Bien que la maison ait été soi-disant achetée par un milliardaire basé à Hong Kong, Cheung Chung-kiu (connu sous le nom de CK par ses amis), le Financial Times a rapporté en 2022 que le véritable propriétaire était en fait l'un de ces amis, Hui Ka Yan, le fondateur de l'empire immobilier bien nommé Evergrande et à l'époque l'homme le plus riche de Chine. Evergrande a commencé à faire défaut sur ses dettes en 2021, ce qui explique probablement pourquoi la maison a été remise en vente en 2022 pour un prix réduit de 200 millions de livres sterling. Elle était accompagnée d'un permis de construire pour la rendre encore plus grande — en creusant sous la structure existante.
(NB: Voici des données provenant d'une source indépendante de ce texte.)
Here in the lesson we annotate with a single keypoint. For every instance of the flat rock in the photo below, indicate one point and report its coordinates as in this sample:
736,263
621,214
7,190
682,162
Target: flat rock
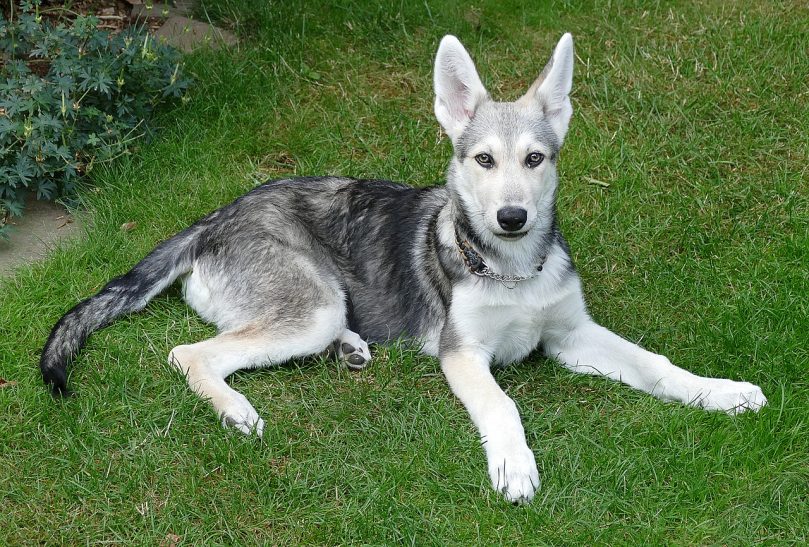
187,35
42,227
Le sous-sol existant de deux étages permettrait à tout nouveau propriétaire de construire une piscine plus grande et un parking souterrain pour une flotte de voitures de luxe, ainsi que de concevoir une salle de bal de trois étages à l'étage supérieur.

La propriété de ce type de biens n'est pas toujours claire ou transparente. « Souvent, des sociétés basées dans des paradis fiscaux ou des juridictions secrètes sont utilisées pour ces investissements, ce qui rend difficile la compréhension de ce type de propriété », a écrit Jonathan Bourne, chercheur à l'University College London, dans un article publié en avril. Bourne et ses collègues ont découvert qu'au cours de la dernière décennie, la valeur des propriétés résidentielles offshore en Angleterre et au Pays de Galles est passée de 64 milliards à 80 milliards de livres sterling. Londres est le centre, avec 47 000 propriétés résidentielles détenues à l'étranger — 45 % du total et 81 % de la valeur.

En regardant de plus près, 50 % de la valeur totale est concentrée dans seulement deux des 318 autorités locales en Angleterre et au Pays de Galles : Westminster (34 %) et Kensington et Chelsea (16 %). Rutland Gate est à Westminster, très près de la frontière avec Kensington et Chelsea.

Le cadastre montre que la maison a changé de mains pour la dernière fois en 2020, quand elle a été achetée par une société appelée Vision Perfect Global Limited, enregistrée dans les îles Vierges britanniques, un paradis fiscal offshore. Quand la maison a été mise sur le marché en 2022, elle ne s'est pas vendue. Après que des changements aux lois sur la transparence ont exigé que le bénéficiaire ultime de la société soit identifié, le nom sur les documents s'est avéré n'être pas Hui, mais sa femme, Ding Yumei. Ils ont depuis divorcé.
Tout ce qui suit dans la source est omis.